De facto relationships are subject to a two-year rule — meaning you have to live together for at least that time before it applies. But there are ways around it, Ms Shevket said.
"I wouldn't let him leave a toothbrush at my place. There was a bit of mould on the wall in the corner of the room and he wanted to fix it up and paint it for me.
"But I wouldn't let him because de facto status can apply if you've made contributions to the other person's property."
For Ms Shevket and her partner, the agreement is about ensuring they're "on the same page" and to avoid any conflict down the track.
"The agreement talks about the payout, our assets and belonging, a spousal maintenance clause … it's also very specific about my stuff," she said.
It includes Tupperware, linen, kitchen appliances and obviously the big stuff like shares and real estate.
"I'm a collector of things too. I have a significant Superman collection. I have heaps of stuff from Marlon Brando, Christopher Reeve … lots of statues and figurines. I've got a whole room dedicated to Superman.
"I've got a designer shoe collection worth probably $30,000. Not that he's going to take the shoes."
And he was understanding about her position, Ms Shevket said — just as a growing number of Australian couples are.

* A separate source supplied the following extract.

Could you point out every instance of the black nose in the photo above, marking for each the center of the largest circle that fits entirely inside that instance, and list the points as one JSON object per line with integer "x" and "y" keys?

More often than not, it's parents of one of the partners in the couple that wants an iron-clad protection of family wealth, she said.
"Their kids might be set to come into a lot of money through inheritance. You can quarantine that.
"People who are getting married for a second time are also more realistic about it. People who have kids from another relationship are also keen to protect their children's financial futures."
The episode of Insight hears from a number of couples about their prenup experiences, including Kathy and Cam Robinson.
He had more assets and multiple properties, so they discussed an agreement early on in their relationship. Ultimately, they decided against signing one.
"Going into a relationship you have to have trust," Ms Robinson said. "If you can't trust your partner, then who can you trust really?"